1. Completely ignore the HTTP request and just look at the signed data.
2. Come up with some simple rules to normalize both the request URI and signed data and compare them to make sure they are the same.

Why is this bad?

- This proposal recreates SOAP, only using JSON instead of XML. It treats HTTP as a stupid transport where the HTTP fields are more of a liability than an asset. This design would work much better if you had a single endpoint API with a structured payload that is signed using a magic signature. All this HTTP request construction nonsense goes away and you don't need to repeat parameters, methods, etc. This is exactly why Roy Fielding, who knows a little bit about HTTP, rejected this approach of duplicating request data in the transmission.

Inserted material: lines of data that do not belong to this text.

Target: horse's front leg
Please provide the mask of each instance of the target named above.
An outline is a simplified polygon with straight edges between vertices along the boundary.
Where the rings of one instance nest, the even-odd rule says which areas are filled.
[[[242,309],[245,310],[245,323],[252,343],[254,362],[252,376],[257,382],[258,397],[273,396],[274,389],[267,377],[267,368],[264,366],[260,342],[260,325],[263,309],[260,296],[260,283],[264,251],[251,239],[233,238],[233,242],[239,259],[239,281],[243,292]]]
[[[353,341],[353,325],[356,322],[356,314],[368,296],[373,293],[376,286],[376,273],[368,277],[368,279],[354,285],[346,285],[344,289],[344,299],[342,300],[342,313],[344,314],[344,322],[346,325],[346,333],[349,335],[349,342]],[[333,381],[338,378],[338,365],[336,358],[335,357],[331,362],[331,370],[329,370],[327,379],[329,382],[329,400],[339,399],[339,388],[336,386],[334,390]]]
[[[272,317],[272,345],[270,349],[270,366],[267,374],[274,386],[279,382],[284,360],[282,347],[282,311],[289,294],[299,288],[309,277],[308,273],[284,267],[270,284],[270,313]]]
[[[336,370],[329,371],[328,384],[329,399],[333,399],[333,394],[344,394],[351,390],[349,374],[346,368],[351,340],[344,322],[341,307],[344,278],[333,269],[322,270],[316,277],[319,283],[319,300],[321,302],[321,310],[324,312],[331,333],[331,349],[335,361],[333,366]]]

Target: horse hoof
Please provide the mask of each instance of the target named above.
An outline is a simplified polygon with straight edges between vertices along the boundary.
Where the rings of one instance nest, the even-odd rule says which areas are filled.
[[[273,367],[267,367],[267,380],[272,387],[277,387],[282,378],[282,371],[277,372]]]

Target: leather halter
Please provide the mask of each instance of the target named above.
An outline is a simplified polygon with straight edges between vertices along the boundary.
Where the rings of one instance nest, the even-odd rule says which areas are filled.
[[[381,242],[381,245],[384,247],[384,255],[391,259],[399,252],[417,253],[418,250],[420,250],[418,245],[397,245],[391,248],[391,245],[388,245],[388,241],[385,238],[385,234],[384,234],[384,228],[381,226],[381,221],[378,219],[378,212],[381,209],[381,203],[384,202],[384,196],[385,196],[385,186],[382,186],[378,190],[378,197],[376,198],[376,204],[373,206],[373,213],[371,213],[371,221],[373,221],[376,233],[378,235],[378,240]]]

- At the time the application gets to look at the signed data and the HTTP request header, it is already too late for outer security layers to do their jobs. A firewall configured to block requests to certain URI paths or HTTP methods will fail to stop requests were the internal signed data is different (and potentially harmful) than the external HTTP request header. This moved the burden of enforcing such a security policy from the firewall to the application layer aware of the OAuth signature format.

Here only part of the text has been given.